Scuola. La bella manifestazione di piazza del Popolo a Roma. Da tutta Italia per una sola voce: torni al centro dell’agenda politica, basta precariato e più risorse

Il mondo della scuola in piazza del Popolo a Roma ha sfidato la pioggia battente per chiedere maggiori risorse, iniziative contro il precariato e soprattutto per dare all’istruzione la priorità nell’agenda di governo. Proprio “Priorità alla scuola” è stato il titolo della manifestazione scelto dagli organizzatori che hanno sfidato le avversità del meteo per radunarsi in piazza. Un popolo fatto di mascherine, ombrelli, qualche slogan e attenzione al distanziamento. Una piazza contingentata, con presenza regolata ai varchi. Sindacati, genitori, alunni, tutti assieme riuniti sotto il palco allestito su una piattaforma mobile per chiedere una scuola migliore ed invocare maggiore attenzione da parte delle istituzioni. Presenti tutte le sigle sindacali. Nonostante il maltempo abbattutosi sulla capitale molti i manifestanti arrivati da diverse parti d’Italia. Durante gli interventi seguiti nel corso della manifestazione sono stati segnalati i gravi disagi che sta affrontando la scuola nell’anno terribile del coronavirus. A partire dal peso del precariato. L’indice è stato puntato contro il governo per la mancata assunzione, dal primo settembre, di migliaia di precari. Secondo i numeri snocciolati nel corso dell’iniziativa sarebbero almeno 200 mila.

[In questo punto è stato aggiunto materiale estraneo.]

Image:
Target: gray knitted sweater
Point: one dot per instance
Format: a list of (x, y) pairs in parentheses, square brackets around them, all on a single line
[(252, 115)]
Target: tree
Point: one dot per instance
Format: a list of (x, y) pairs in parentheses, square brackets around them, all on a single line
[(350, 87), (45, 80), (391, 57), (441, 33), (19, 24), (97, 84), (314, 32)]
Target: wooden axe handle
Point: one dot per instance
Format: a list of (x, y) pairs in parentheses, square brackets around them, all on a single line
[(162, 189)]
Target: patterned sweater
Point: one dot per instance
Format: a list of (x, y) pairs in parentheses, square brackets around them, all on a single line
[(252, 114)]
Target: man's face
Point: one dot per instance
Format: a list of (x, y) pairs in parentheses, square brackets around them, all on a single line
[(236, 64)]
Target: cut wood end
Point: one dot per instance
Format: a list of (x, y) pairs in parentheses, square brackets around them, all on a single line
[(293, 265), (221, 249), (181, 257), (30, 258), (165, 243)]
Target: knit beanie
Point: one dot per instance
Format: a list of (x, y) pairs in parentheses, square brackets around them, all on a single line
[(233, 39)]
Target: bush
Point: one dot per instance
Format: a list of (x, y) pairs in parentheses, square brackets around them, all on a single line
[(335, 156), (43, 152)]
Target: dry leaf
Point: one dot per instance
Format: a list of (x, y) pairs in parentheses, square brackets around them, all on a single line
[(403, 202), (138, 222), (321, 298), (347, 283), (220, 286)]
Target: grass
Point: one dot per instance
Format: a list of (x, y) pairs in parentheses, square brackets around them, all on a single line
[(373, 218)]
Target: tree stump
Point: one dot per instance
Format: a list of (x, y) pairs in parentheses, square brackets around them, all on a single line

La ricetta per i sindacati è la stessa: più investimenti e maggiori risorse per un’istituzione importante alla formazione delle future generazioni. Da parte dei dirigenti di tutte le sigle sindacali presenti in piazza è stato richiesto un maggiore impegno economico da destinare non solo alle strutture ma soprattutto sul personale. “Anche la Cisl oggi è in piazza insieme a studenti, insegnanti e famiglie per una scuola più sicura, più investimenti, copertura degli organici per garantire a tutti il diritto allo studio. Il governo non sottovaluti la protesta. Il futuro del nostro Paese dipende dalla scuola” ha scritto su Twitter la segretaria generale della Cisl Annamaria Furlan. “La Cgil – ha affermato il segretario generale Maurizio Landini – oggi è scesa in piazza insieme a studenti, insegnanti, famiglie e altre organizzazioni sindacali per una scuola che garantisca sicurezza, presenza, continuità, e per chiedere che il diritto allo studio sia garantito in egual misura a tutti i bambini e ragazzi dall’infanzia all’Università”.   Per Landini “servono più investimenti per garantire la sicurezza e la copertura degli organici, ma soprattutto è il momento di aprire un vero confronto e pensare ad una vera riforma. Scuola e formazione continua rappresentano il futuro di un paese”. Pino Turi, segretario generale Uil scuola, ha parlato di “sottovalutazione del problema scuola” chiedendo un cambio di passo “recuperando il tempo perduto”.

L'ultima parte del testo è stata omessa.